## HW M19

SGonzales_3L
Posts: 55
Joined: Thu Jul 11, 2019 12:17 am

### HW M19

I was a bit confused on how to begin calculating the empirical and molecular formulas for problem #M19, about the combustion of caffeine. We are given the information that there is 0.376 g of caffeine initially and, when burned, the products are 0.682g CO2, 0.174 g H2O, and 0.110 g N2. We also know that the molar mass of caffeine is 194 g/mol.

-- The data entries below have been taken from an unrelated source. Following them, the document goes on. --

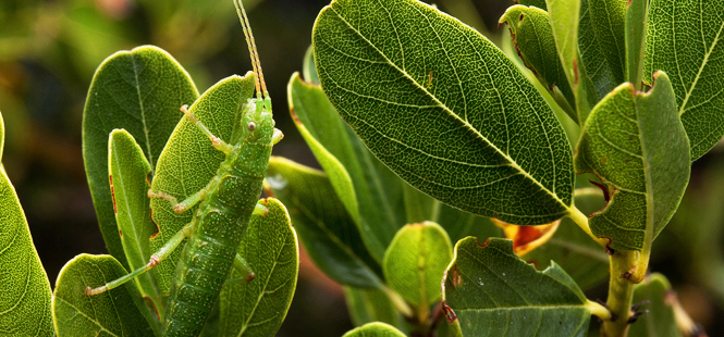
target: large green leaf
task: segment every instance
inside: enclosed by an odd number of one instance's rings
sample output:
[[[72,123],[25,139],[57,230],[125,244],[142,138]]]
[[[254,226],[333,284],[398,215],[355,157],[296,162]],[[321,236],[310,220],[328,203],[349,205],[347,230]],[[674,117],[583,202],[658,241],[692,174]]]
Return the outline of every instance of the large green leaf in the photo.
[[[626,79],[626,0],[581,0],[588,2],[593,36],[615,84]]]
[[[98,225],[108,251],[128,262],[118,235],[108,186],[108,134],[124,128],[140,145],[151,171],[179,123],[182,104],[198,97],[194,83],[165,51],[138,47],[109,57],[96,71],[83,112],[83,159]]]
[[[384,254],[382,270],[395,290],[425,320],[441,297],[440,280],[453,258],[453,245],[440,225],[431,222],[405,225]]]
[[[135,271],[148,263],[151,255],[149,239],[156,233],[148,199],[150,165],[133,136],[124,129],[114,129],[108,140],[108,167],[119,236],[130,270]],[[154,270],[144,273],[134,278],[134,283],[140,296],[154,304],[158,320],[163,321],[161,291],[154,274]]]
[[[643,82],[671,76],[691,160],[724,136],[724,2],[651,0]]]
[[[536,7],[514,5],[505,11],[499,22],[507,24],[516,51],[526,66],[568,116],[578,121],[572,108],[576,105],[576,98],[561,65],[548,13]]]
[[[343,204],[356,221],[369,252],[378,261],[405,223],[402,182],[365,148],[340,120],[319,85],[292,76],[290,111]]]
[[[254,91],[254,74],[244,77],[230,76],[209,88],[189,108],[213,135],[230,141],[234,127],[241,120],[242,108]],[[163,191],[179,201],[201,190],[217,174],[224,154],[213,148],[211,141],[188,118],[183,118],[174,129],[167,147],[161,153],[151,184],[154,191]],[[151,251],[159,250],[165,241],[191,223],[198,205],[183,214],[173,212],[171,204],[162,199],[150,201],[152,220],[159,228],[151,238]],[[179,260],[177,249],[168,260],[161,262],[158,270],[158,285],[168,294]]]
[[[0,155],[3,136],[0,115]],[[0,289],[0,336],[53,335],[48,275],[33,246],[15,188],[1,165]]]
[[[52,311],[59,337],[152,336],[154,330],[134,302],[140,299],[133,283],[95,296],[86,287],[99,287],[126,274],[113,257],[81,254],[58,275]]]
[[[391,325],[375,322],[349,330],[342,337],[405,337],[405,335]]]
[[[473,237],[455,245],[443,300],[464,336],[586,336],[596,307],[555,263],[538,272],[511,240]]]
[[[563,71],[568,78],[568,85],[576,98],[575,107],[580,125],[586,123],[590,110],[588,75],[586,67],[580,62],[578,50],[578,24],[581,10],[586,9],[587,2],[587,0],[545,0],[555,47],[559,50]]]
[[[327,175],[277,157],[267,175],[272,195],[289,208],[302,244],[324,274],[343,285],[382,286],[382,271]]]
[[[629,337],[680,337],[676,326],[674,308],[668,297],[675,298],[668,279],[651,274],[634,288],[634,303],[641,303],[639,311],[648,311],[631,324]]]
[[[611,195],[590,220],[593,234],[648,259],[689,182],[688,149],[666,74],[658,74],[649,92],[623,84],[599,102],[576,155],[576,170],[596,173]],[[637,271],[639,277],[645,273]]]
[[[382,322],[405,329],[405,320],[384,291],[376,288],[344,287],[349,319],[355,326]]]
[[[322,89],[407,183],[517,224],[568,213],[572,153],[561,124],[477,32],[413,0],[335,0],[312,40]]]
[[[219,336],[274,336],[292,303],[299,273],[296,234],[279,200],[269,198],[265,204],[269,214],[251,217],[238,248],[256,277],[224,285]],[[230,278],[244,276],[232,270]]]

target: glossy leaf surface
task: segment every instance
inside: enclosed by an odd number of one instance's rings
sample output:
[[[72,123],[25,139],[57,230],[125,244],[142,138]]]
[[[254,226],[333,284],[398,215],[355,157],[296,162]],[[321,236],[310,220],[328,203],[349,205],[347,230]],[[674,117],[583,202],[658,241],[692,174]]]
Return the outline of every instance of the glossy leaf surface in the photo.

I was able to calculate that there is a total of 0.966 g of product, which means that by the law of conservation of mass, there should be 0.590 g of O2 on the reactants side. I'm stumped on where to go from here, though. How can I calculate the empirical formulas given only this information?

Cynthia Gong 1L
Posts: 51
Joined: Fri Aug 09, 2019 12:15 am

### Re: HW M19

For all combustion problems, you would use molar ratios to solve for the empirical formula. For instance, in this problem you are given that there is 0.682 g of CO2 produced. The molecular weight of CO2 is around 44g, so you divide 0.682/44 to calculate the number of moles of CO2 that is produced in this reaction, which gives you an answer of 0.0155. Then you would use mole ratios. Since there is one mole of carbon in one mole of CO2, there is a 1:1 ratio and therefore 0.0155 moles of carbon is produced in this combustion reaction. Using this same process for the other elements, you will end up with the number moles for each individual element and then divide each number of moles by the smallest amount of moles to come up with the empirical formula.

Maeve Miller 1A
Posts: 51
Joined: Fri Aug 09, 2019 12:16 am

### Re: HW M19

In order to calculate the empirical formula (and eventually the molecular formula), you will need to divide the mass of each element by is molar mass (in g*mol^-1) to attain the number of moles; then, divide each number by the smallest to get the molecular ratio. If the ratio is not in integers, you must multiply in order to get WHOLE numbers. This will give you the empirical formula. If they give you the molar mass of the compound you can divide this number by the molar mass of the empirical formula and then multiply the empirical ratio by the number you get. Hope this helps :)